Kapila, a crane operator, spoke about workers’ opposition to the moves to privatise the harbour’s eastern terminal. “Discussions on privatisation of the eastern terminal started when [present Prime Minister] Mahinda Rajapakse was president. The previous UNP government signed an agreement to give it to an Indo-Japanese joint venture.
“The current government is talking about renewing the agreement. Whichever government comes to power the eastern terminal will definitely be privatised and many workers will lose jobs,” he said.
Kapila said that workers’ declining living standards and the moves to privatise the harbour were occurring because of the unions. “They are tied to capitalist political parties,” he said.
“When workers start to fight, the government makes promises to the unions but these are never implemented and the bureaucracy is given some sops.” After a discussion about the SEP’s socialist program he agreed to study the party’s election statement and signed the defence petition.
Last week SEP members visited several tea estates in the central plantation district, including Annfield at Dickoya near Hatton.
Rajasekar said Kelani Valley, the company controlling the estate, had tried to implement the new revenue-sharing system in the division where he worked, but workers opposed it.

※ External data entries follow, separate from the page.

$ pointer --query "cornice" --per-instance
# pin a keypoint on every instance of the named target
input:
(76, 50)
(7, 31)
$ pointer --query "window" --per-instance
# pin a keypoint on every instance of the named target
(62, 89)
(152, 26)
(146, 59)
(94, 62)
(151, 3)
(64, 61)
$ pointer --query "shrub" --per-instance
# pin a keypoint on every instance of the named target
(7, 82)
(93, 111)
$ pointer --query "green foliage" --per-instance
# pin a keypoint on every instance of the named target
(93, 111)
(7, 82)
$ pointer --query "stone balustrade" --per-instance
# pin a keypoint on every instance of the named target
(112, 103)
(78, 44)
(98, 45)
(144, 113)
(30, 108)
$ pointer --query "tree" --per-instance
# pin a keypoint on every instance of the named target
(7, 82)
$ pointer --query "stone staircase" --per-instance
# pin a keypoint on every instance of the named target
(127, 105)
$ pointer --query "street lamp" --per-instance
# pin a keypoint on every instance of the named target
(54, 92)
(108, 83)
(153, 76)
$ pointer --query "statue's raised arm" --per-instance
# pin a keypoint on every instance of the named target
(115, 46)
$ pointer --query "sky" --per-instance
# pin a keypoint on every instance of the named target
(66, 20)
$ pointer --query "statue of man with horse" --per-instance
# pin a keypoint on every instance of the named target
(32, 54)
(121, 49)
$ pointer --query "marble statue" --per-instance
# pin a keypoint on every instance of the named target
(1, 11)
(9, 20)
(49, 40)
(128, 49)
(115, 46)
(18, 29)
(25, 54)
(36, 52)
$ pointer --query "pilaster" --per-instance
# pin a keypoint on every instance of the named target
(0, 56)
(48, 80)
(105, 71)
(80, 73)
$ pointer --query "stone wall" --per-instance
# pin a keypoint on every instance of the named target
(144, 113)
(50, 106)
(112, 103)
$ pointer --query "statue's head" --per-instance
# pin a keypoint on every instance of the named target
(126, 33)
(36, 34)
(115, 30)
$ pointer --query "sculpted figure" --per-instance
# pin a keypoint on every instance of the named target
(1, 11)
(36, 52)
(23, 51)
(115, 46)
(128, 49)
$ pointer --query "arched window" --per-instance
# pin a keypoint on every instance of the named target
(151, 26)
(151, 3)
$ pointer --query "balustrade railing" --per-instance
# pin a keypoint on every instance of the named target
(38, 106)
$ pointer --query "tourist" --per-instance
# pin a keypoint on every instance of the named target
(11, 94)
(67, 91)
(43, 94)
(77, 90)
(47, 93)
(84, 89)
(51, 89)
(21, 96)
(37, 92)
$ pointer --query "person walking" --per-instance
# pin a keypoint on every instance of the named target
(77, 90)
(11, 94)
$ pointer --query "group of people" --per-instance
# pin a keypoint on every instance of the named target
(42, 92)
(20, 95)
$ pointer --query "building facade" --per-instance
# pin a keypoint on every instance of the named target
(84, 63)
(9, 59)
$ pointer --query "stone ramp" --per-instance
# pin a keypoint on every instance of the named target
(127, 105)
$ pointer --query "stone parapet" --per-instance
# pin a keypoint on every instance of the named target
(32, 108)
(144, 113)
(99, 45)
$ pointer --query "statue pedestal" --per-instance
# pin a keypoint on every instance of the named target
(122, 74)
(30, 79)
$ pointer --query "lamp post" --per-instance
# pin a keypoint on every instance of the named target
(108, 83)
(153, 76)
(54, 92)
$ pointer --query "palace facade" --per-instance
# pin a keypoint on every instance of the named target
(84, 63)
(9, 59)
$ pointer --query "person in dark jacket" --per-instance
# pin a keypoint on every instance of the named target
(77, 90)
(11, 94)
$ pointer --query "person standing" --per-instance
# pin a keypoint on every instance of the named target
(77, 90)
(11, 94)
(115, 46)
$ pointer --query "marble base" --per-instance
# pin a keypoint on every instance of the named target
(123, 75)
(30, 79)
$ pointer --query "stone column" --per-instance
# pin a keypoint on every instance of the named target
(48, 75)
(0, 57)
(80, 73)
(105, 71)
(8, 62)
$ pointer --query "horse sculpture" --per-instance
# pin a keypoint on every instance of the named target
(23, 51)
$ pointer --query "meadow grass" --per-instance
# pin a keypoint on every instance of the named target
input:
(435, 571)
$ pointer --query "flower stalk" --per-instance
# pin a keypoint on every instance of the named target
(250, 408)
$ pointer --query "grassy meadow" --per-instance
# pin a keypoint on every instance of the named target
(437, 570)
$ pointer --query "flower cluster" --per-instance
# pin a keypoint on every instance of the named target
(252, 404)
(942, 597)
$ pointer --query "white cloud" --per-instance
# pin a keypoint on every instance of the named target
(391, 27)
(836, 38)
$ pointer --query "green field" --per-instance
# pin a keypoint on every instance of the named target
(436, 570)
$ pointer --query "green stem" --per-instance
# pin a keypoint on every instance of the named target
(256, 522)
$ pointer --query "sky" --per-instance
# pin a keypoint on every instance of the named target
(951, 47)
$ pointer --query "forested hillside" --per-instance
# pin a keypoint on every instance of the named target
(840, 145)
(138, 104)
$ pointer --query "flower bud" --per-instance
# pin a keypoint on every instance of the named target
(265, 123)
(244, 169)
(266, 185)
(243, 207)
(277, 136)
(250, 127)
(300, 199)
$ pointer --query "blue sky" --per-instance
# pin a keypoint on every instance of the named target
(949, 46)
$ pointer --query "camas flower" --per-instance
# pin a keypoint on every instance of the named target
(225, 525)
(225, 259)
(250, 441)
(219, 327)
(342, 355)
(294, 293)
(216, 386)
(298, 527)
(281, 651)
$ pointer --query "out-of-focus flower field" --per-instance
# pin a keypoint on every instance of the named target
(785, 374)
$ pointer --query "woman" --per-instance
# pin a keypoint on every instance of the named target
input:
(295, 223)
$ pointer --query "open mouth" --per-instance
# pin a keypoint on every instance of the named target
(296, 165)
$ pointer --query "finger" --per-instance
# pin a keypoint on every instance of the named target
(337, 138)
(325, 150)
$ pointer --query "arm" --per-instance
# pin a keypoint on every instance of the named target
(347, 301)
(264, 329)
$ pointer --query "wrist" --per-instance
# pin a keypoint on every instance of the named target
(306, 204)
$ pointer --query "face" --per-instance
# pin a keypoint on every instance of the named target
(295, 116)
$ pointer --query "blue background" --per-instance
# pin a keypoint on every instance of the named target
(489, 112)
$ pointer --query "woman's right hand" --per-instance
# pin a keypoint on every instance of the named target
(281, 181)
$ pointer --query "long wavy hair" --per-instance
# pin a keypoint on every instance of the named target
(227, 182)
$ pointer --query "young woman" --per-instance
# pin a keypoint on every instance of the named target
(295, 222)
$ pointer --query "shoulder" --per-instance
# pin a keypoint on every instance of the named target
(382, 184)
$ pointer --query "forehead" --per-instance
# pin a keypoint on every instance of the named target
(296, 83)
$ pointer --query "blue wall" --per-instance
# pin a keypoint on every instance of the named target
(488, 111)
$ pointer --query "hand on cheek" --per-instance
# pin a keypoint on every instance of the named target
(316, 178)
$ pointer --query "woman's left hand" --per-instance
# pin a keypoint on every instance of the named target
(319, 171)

Under this highly exploitative system each worker and his or her family is allocated about 1,000 tea bushes to maintain. The company is given the harvested leaves and, after deducting its inputs—expenses for tools, fertilisers and other items—and then after claiming its “profit rate,” pays the remaining “income” to the producer.
“This system has already been introduced at some divisions in our estate,” he said, “and management is putting pressure on us to accept it. All the union leaders are closely working with the management [in implementing this].”
Rajasekar agreed that workers must break from the trade unions and form action committees to fight against these attacks. He said that whichever government comes to power after August 5, workers problems would not be solved.
D. Kanagaraj, another worker, knew about the SEP’s fight for socialist internationalism and remembered its struggle to reinstate S. Balasubramaniyam, a victimised local tea estate union leader. The SEP supported the establishment of an Abbotsleigh estate action committee and held a protest in Hatton for his reinstatement.
“I very much appreciate your struggle to reinstate Balasubramaniyam. He was suspended because he was in the forefront of the plantation workers’ 1,000-rupee wage campaign in 2018. The union did nothing to defend him but now they’re claiming that he was reinstated because their fight.”